This smells like an op.

A number of calls for this flitted through the haze of social media earlier this week.  Most of them coming from exactly the sort of people who love to burnish their “one of the good ones” bona fides by demanding other people make an effort to make the world a better place.  On its surface this looks like a great idea.  The olds are vulnerable to illness, so why not give them the first hour of the day to shop without fear of the youngs infecting them with the big C-chan.  Reduce their exposure, flatten the curve, and all that.

On the one hand, if this isn’t paired with steep rationing at the checkout stand, I can see some unsavory types using this policy as a means to jump the line.  Send mee-maw in at eight o’clock to clear the shelves of battled water and any paper product softer than the newspaper front page.  Hire gramps out on a per-trip basis: “This old man can guarantee you two extra large bottles of hand sanitizer and he only charges forty bucks for each trip through the store.”  Maybe we’ll get a few Boomer fights and World Star: The Nonagenarianizing videos out of the deal.  Seems like this policy alone would be rife with avenues of exploitation, but maybe that’s just the wargamer in me looking for all the angles and second-order affects.  We can’t let second-order effects get in the way of a feel-good policy.

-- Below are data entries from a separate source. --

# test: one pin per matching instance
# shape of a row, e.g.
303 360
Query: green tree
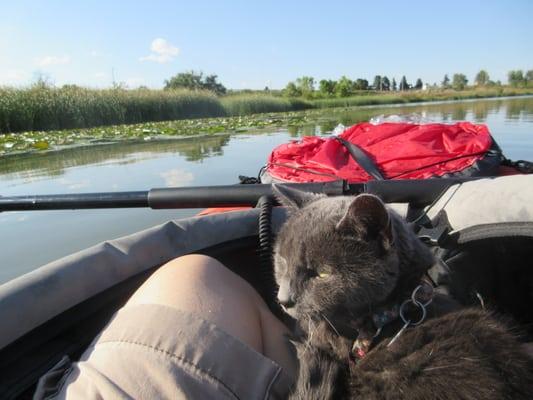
459 81
188 80
327 87
210 83
529 77
360 84
385 83
344 87
195 81
306 85
445 82
291 90
515 77
482 78
377 83
403 84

So forget all that stuff, let us think about this a little deeper about the first-order effects.  We all know that one of the scariest things about this slow burn apocalypse is that the gene code responsible lingers in the infected body for two whole weeks before ravaging the host with symptoms.  Two weeks between infection and symptoms means that anyone could have already had their cells hijacked and be spreading the nasty piece of work around right now!

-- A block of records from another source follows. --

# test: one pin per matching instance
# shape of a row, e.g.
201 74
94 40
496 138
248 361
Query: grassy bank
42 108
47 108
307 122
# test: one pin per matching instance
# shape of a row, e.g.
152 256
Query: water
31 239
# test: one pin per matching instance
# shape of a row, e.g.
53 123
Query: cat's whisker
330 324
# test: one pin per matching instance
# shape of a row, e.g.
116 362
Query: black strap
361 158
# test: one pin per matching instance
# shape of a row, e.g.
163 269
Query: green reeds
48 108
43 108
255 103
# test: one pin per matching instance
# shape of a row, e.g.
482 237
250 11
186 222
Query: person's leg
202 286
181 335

The sneeze-stapo is coming!

And that doesn’t discriminate based on age.  All you’ve done is sequester the Boomers into a small space where they can rub elbows and share the virus amongst each other for an hour every day.  All you’ve done is create a safe space for transmission from senior to senior.

Which is why I think this is an op generated by the kinds of people who call this dance with the fourth horseman the Boomer Remover.  Like so many other policies, it looks like compassion, and the sub-115 IQ crowd will never notice the actual effect doesn’t match up with what the policy was supposed to do.  Better yet, it is a suggestion tailor made to tickle the virtue signaling bone of those who pat themselves on the back for tweeting at Target that they should do something.  It’s the “managed health care will reduce costs” of flattening the curve.  Just float the idea, and let the dimwits lead the charge for daily cough-a-thons for the Only Generation That Ever Really Mattered.

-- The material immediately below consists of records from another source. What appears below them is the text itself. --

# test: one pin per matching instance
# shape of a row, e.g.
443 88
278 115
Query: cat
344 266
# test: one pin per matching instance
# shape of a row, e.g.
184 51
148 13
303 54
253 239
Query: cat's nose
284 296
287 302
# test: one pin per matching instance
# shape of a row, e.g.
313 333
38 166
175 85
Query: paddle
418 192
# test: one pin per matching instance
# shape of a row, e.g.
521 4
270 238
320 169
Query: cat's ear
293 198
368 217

To be fair, maybe I’m the idiot for revealing the magic behind the curtain, but unlike most of my generational cohort, I kind of like the Boomers.  Yeah, they are pretty smug and self-absorbed, but so were their parents.  The Boomers might have been derelict in their duty to turn around the destructive policies of their forebears, but as an X-er myself, I’ve got too many glass walls in my house to go lobbing stones around willy-nilly.

Anyway, maybe I’m wrong.  It’s just a thought.